Getting to the Middle of a Relationship WAY Too Fast
- Friday, August 19, 2005
He was so cute, fun, energetic and just plain crazy – all the requirements of someone who I am attracted to. We met at a Christian dance on New Year's Eve. We became inseparable. We spent the next month glued at the hip. I had not been looking for anyone in my life; he just appeared. I had always heard that this is how it could happen. And wow, he is here. He was in seminary, loved to witness to others, had a great personality and boy could he kiss. I was in love or was I?
Within 24 hours of meeting Jack, I was in the middle. I mean, I am an adult. I know what I want. I don't need all that friendship stuff. I had been around the block and knew quickly if people were real. I saw his fruit. Well, some of his fruit. Whatever you could see in a few days. That was enough for me. But boy would I be wrong. I would learn later of how much being in the middle would cost us both.
Don't you love being in a relationship where you are so comfortable that you can totally be yourself? You can take your shoes off, wear the same shirt for two days, lay on the couch, eat Cheetos and ice cream for dinner. You're so comfortable that you have cute pet names for each other. You don't have to plan every detail of your dates, in fact you have passed the "dating" phase and are just with each other all the time. No one is trying to impress. No one is trying to be someone they are not. You aren't planning the future but you are also not discussing the past. You are in the middle somewhere. The real middle, not the one you jump into after a week of dating.
I believe almost everyone wants to be here – the middle. But no one wants to do what it takes to get there. Everyone is in a hurry to get there because "there" is a safe place. A place where I don't have to be alone. A place that might lead to marriage. A place that makes me feel valuable. And while this may be true, it's also a place that can lead to rejection, pain, isolation and loneliness. When we skip building the foundation of a relationship, we build it on shaky ground. When the first storm appears, it not only shakes the relationship but can destroy, leaving damage that follows you forever.
Recently I watch a show on TV on Internet dating to get information for a conference that I am teaching. The show followed the lives of 12 women, and as I watched, I noticed a consistent need to jump into the "middle" of a relationship. There was such desperation on both sides to find someone and find them now. Some of the single adults not only were having sex within a few dates, they were talking to each other as if they had been dating each other for months. No one seemed interested in building a friendship, a foundation of trust, love and care. And God certainly didn't appear to be in any part of the formula.
When I Was Younger
When I was younger, every time I met a man my main purpose was to find out if he was single and if he could be the "one". It never crossed my mind if this man could be anything else in my life. Sure, I had business contacts, family friends, church friends, etc., but every other guy was the possible "one". I let friends set me up, tried a dating club, attending a zillion single adult events, and almost put an ad in the paper. I wanted to be married and I was in a hurry.

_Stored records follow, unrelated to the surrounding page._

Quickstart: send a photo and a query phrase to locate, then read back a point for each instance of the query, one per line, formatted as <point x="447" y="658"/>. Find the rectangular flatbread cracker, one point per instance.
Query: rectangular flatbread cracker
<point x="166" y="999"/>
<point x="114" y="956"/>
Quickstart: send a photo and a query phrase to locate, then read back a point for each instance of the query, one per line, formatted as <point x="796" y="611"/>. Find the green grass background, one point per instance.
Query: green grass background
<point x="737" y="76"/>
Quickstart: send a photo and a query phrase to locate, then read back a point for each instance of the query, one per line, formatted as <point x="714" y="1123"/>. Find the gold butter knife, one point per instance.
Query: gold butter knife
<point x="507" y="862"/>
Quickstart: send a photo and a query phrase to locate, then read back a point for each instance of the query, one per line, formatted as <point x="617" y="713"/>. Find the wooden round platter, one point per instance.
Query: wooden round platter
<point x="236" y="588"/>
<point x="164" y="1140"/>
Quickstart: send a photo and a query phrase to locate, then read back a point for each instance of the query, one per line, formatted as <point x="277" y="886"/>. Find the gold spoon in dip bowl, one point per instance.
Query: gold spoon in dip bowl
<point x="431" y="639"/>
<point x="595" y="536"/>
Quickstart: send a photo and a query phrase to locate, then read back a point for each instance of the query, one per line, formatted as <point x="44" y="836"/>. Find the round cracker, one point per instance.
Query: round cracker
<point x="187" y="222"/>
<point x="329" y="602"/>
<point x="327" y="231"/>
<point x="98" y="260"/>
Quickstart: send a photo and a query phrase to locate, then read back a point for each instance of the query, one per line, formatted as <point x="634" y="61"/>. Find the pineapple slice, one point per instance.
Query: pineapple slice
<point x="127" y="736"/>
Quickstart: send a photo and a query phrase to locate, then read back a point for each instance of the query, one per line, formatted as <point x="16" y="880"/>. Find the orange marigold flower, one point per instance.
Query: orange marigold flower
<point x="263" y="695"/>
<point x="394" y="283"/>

As time went on and I became stronger in my relationship with God, dating seemed to slow down. I was less interested in having friends set me up and totally against Internet dating. Then I met Jack, who seemed to be the answer to my prayers. I was at a place in my life where I had stopped trying to find "the one" with my power and had given that aspect of my life over to God. At least I thought I had. Jack would prove to be a test. I would end up skipping the foundation of a friendship and jump right in the middle. Why was this? Had I not learned anything from my past. Ultimately, Jack and I would not make it. When the storm came, we quickly crumbled.